Roller-coaster ride: Michael Angelo Covino (right) and Kyle Marvin in The Climb Photo: Sony Pictures Classic |
It’s been a long film-making journey for best buds Michael Angelo Covino and Kyle Marvin, whose short film The Climb premiered at Sundance in 2018 - and now the feature derived from it is set to bow in the festival on 26 January with a question and answer session with the pair in ten cinemas across the States before its release on 20 March.
“We’re thrilled to co-create this innovative approach to amplify this remarkable film," said John Cooper, Director of the Sundance Film Festival. “We’ve followed The Climb as the filmmakers evolved it from Sundance short to Cannes premiere, and are excited to share the live excitement of a Sundance Film Festival screening with a broader audience, in real time.”
Covino who is director, co-writer and acts alongside co-writer and actor Marvin, met the latter more than ten years ago when they were working on commercials. “We cut our teeth as film-makers while brands paid us to use cameras. We discovered we had the same sense of humour and because we had worked together a lot, that connected our humour,” said Covino when I talked to the pair after its première in the Un Certain Regard section at the Cannes Film Festival and subsequent Coup de Coeur prize.
Marvin explains that the the story of Kyle and Mike, best friends since childhood - until Mike sleeps with Kyle’s fiancée - was the kernel of an idea that they both felt compelled to follow through. “We had both been producing and doing films for other film-makers,” says Covino. “We thought that this was an opportunity for me step behind the camera. It was a simple premise of two people talking that we had to maintain for seven minutes against the backdrop of cycling up a hill. Once we had done the short and reflected on it, we found that the tone, feeling and emotion that was captured was special and had a bitter-sweet quality. It was tragic but also funny and you were laughing at the pain. We decided to explore what a bigger story around these characters would be.”
As much of the content was semi-autobiographical and the characters share their own names, it was a no-brainer that they would both act in the film. “It wasn’t so we could become rich and famous,” asserts Marvin. “We had the conversation and we decided it was part of the heritage of the movie, and therefore why not? Certainly there are elements of Kyle that are in the Kyle character and elements of Mike that are in the Mike character. All these flaws we hope make us endearing in some kind of way. It is kind of fun to paint caricatures of yourself.
“We both wrote everything for each other’s character and the characters are so well formed because of the other person’s opinion. We both pushed hard against each other. We each might have a perspective on each other’s character that the other might not have and vice versa.”
The result is a rollercoaster ride about the relationship between two men across many years - through relationships, fall-outs, family issues, rebalancing and the boundaries (or not) in all close friendships.
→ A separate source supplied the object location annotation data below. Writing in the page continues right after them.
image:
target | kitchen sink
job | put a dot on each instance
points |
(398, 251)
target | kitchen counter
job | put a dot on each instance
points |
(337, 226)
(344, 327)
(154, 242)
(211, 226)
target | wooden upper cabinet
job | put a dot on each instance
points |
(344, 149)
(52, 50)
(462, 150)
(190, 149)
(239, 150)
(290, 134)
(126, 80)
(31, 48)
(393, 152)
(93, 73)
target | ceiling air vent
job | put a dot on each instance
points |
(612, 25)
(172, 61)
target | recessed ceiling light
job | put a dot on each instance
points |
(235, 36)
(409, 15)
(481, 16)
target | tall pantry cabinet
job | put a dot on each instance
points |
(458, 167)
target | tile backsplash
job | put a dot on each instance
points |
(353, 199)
The buddies work out the issues through a series of vignettes - each set in a different time and place and all laced together with bromance angst.
The Climb poster |
The opening one-take scene of them cycling up a steep hill under the high bright sun in the South of France as they try to outpace each other sets the scene, with Covino as the more athletic of the pair and overweight Kyle desperately trying to catch up. This is when Michael drops the bombshell that he has been sleeping with his pal’s girlfriend. That is just the start of the bittersweet relationship over the years.
“We did that shot 20 or so times and that’s a lot of bike riding uphill. We shot it 30 minutes from here [Cannes] and it was challenging but less challenging because we could choose how fast we rode and delivered the lines. Some how we had the confidence that we could fly to France and do it with a crew we had not met.”
Covino admits he has drawn on the great traditions of French cinema in dealing with relationships and cites Pierre Etaix’s Le Grand Amour as an influence as well as the work of Claude Sautet, Eric Rohmer, François Truffaut not to mention compatriot Robert Altman.
Covino says he warmed to playing “this obnoxious, sad sack kind of character. I hate him but I guess I also feel sorry for him whereas Kyle tries to see the good in people and sees Mike making these crazy choices. Ultimately friendship supersedes everything else.”
Marvin suggests that there are always people in our lives that we cannot get rid of. “They are toxic and broken but they represent a period of time and shared experiences that keeps them hanging around.”
They like to believe that they will be able to continue making films together. “This is a story we wanted to tell and talks to our generation. It wouldn’t have worked in our twenties. We made it because it is the kind of film we would like to go and see - and it has been a long time coming,” says Covino.